It was an amazing experience to meet Patrick Makau, Geoffrey Mutai and Wilson Kipsang. I think that I was expecting – or is that actually hoping for – demi-Gods or people who are somehow other-worldly. After all, what they are doing seems super-human. But the reality is that they are just lovely, easy going, friendly and enthusiastic runners who keep their approach simple, dedicate themselves whole-heartedly to their sport, train hard from an early age and race to win every time they go out. It is those qualities that I think make them the best runners alive and the knowledge that miles ahead of me on Sunday they will be duelling it out on the streets of London, will certainly spur me on to do my best.
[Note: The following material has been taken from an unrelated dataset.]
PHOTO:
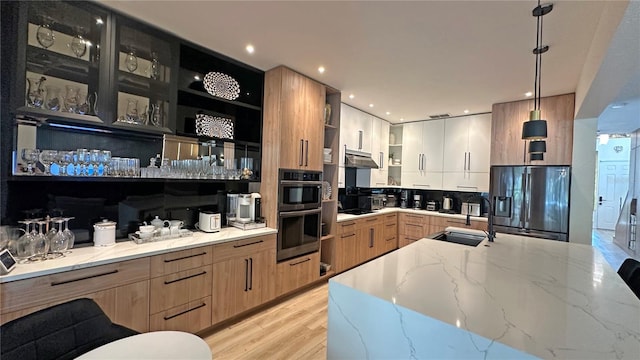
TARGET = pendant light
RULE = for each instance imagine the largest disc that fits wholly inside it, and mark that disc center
(536, 128)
As for whether one of them will win… well I asked them all the same question. They were all too shy to really answer, but you know that they will make sure they give it their best on the day. If you’re running, I hope you do too.

The Adidas AdiZero Adios (and a new love affair)

As I have admitted before I have never really run in Adidas shoes. In the case of Adidas it was a big sulk caused by a bad retail experience, the impression that Adidas shoes are too narrow for my rather wide feet and the fact that with so many other brands to try, I never had the need to buy Adidas.

However, after being invited to the launch of the new Adidas range for 2012 and then being sent a pair of the new AdiZero Adios, I am converted. In fact I would go so far as to say, I am really impressed with the shoes.

The new Adidas AdiZero Adios

 

 

 

 

 

 

 

 

 

These are the shoes worn by Patrick Makau in Berlin a couple of weeks ago when he broke the world record and I can certainly see why they would be his choice for the marathon. They are light and flexible. The upper is really breathable and whilst the fit is snug (bear in mind I do have wide feet) they seem to hug my foot rather than restricting it.

Three test runs

Low profile and yet just enough cushioning

I have worn the Adios for the last week on three runs and they performed superbly on each.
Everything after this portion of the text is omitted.